C-reactive protein modifies lipoprotein(a)-related risk for coronary heart disease: the BiomarCaRE project

Recent investigations have suggested an interdependence of lipoprotein(a) [Lp(a)]-related risk for cardiovascular disease with background inflammatory burden. The aim the present analysis was to investigate whether high-sensitive C-reactive protein (hsCRP) modulates the association between Lp(a) and coronary heart disease (CHD) in the general population.

Data from 71 678 participants from 8 European prospective population-based cohort studies were used (65 661 without/6017 with established CHD at baseline; median follow-up 9.8/13.8 years, respectively). Fine and Gray competing risk-adjusted models were calculated according to accompanying hsCRP concentration (<2 and ≥2 mg/L).

Among CHD-free individuals, increased Lp(a) levels were associated with incident CHD irrespective of hsCRP concentration: fully adjusted sub-distribution hazard ratios [sHRs (95% confidence interval)] for the highest vs. lowest fifth of Lp(a) distribution were 1.45 (1.23–1.72) and 1.48 (1.23–1.78) for a hsCRP group of <2 and ≥2 mg/L, respectively, with no interaction found between these two biomarkers on CHD risk (P_interaction = 0.82). In those with established CHD, similar associations were seen only among individuals with hsCRP ≥ 2 mg/L [1.34 (1.03–1.76)], whereas among participants with a hsCRP concentration <2 mg/L, there was no clear association between Lp(a) and future CHD events [1.29 (0.98–1.71)] (highest vs. lowest fifth, fully adjusted models; P_interaction = 0.024).

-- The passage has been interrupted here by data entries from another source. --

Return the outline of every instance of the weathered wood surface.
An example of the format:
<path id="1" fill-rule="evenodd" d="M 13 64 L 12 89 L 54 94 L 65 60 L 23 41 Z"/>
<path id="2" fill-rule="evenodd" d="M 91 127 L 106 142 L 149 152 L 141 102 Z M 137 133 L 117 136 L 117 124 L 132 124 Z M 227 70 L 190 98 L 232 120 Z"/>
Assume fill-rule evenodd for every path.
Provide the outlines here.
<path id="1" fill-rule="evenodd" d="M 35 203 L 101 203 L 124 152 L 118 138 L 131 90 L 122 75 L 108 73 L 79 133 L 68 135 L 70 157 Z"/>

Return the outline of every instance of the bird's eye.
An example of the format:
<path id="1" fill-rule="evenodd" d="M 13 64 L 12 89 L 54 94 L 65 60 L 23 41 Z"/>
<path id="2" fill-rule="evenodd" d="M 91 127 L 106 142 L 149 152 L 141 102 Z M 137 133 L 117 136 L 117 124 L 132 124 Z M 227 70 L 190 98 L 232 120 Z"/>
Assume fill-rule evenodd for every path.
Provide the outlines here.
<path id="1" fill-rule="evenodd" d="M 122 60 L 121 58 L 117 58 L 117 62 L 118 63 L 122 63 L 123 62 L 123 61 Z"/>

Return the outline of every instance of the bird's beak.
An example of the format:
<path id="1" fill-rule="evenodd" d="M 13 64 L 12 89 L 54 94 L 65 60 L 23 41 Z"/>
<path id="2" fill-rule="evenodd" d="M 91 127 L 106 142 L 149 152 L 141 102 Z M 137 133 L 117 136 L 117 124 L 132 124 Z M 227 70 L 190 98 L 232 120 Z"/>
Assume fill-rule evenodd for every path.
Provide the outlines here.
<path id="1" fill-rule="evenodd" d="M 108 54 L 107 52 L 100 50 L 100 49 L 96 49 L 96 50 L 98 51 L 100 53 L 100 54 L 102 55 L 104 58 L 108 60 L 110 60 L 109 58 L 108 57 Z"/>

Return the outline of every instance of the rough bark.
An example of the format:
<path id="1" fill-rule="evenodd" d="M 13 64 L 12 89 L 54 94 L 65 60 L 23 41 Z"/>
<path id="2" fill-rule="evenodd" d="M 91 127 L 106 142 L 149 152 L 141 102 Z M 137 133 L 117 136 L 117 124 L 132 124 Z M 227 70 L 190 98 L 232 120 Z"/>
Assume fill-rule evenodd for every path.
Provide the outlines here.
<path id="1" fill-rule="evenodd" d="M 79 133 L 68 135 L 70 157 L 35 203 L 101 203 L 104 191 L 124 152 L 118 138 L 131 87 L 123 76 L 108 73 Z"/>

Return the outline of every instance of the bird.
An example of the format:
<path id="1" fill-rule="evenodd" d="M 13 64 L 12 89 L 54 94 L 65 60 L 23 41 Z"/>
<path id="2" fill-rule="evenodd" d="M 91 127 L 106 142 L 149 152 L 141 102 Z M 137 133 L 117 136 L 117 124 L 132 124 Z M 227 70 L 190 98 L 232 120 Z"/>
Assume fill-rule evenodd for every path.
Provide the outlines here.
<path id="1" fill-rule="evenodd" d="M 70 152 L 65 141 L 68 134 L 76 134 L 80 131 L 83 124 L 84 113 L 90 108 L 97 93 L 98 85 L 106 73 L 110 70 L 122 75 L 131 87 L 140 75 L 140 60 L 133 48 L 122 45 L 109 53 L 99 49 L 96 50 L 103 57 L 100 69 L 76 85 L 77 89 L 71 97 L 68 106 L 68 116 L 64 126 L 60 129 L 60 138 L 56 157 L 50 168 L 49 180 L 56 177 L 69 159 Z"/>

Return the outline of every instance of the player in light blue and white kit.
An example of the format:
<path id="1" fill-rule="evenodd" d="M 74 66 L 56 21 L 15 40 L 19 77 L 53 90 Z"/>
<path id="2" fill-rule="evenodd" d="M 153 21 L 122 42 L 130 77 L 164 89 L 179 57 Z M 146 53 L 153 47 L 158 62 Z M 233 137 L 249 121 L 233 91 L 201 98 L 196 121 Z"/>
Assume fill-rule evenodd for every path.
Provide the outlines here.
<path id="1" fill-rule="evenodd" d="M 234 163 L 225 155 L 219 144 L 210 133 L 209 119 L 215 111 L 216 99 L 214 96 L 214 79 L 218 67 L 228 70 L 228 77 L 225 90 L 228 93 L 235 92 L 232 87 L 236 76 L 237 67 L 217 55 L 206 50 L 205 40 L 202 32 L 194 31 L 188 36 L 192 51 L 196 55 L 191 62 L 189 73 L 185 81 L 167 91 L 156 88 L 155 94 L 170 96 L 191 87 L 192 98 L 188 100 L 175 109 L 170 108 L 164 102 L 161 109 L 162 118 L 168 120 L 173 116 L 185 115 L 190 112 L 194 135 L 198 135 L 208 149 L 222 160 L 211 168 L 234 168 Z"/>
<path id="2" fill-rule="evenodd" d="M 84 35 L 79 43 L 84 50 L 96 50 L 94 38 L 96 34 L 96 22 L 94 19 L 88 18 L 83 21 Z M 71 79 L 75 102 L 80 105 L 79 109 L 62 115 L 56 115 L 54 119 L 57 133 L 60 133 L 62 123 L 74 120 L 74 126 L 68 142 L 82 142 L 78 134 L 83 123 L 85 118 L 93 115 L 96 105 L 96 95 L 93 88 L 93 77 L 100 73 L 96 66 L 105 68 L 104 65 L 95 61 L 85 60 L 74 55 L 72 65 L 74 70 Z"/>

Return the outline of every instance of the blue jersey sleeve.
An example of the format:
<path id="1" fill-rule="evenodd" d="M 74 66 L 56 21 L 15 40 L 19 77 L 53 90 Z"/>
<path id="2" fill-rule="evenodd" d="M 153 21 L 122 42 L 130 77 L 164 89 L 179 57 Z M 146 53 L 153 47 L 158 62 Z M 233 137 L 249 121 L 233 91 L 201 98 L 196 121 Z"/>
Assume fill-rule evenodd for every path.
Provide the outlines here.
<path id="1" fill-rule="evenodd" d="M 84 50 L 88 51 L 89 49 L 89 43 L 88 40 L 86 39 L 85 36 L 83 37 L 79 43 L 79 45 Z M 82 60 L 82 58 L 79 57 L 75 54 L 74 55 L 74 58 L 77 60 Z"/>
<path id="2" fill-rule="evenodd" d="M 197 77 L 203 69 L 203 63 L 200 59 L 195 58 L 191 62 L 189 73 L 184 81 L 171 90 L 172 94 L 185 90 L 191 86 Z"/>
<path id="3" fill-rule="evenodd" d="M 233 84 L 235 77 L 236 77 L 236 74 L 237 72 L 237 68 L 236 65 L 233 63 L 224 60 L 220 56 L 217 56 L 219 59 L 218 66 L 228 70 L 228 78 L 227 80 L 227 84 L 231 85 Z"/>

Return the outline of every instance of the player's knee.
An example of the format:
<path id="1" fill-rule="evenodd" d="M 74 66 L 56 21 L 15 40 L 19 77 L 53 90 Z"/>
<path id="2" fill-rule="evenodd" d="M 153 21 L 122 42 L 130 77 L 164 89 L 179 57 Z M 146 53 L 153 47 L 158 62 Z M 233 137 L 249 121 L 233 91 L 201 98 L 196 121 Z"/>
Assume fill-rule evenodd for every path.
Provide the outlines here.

While among CHD-free individuals Lp(a) was significantly associated with incident CHD regardless of hsCRP, in participants with CHD at baseline, Lp(a) was related to recurrent CHD events only in those with residual inflammatory risk. These findings might guide adequate selection of high-risk patients for forthcoming Lp(a)-targeting compounds.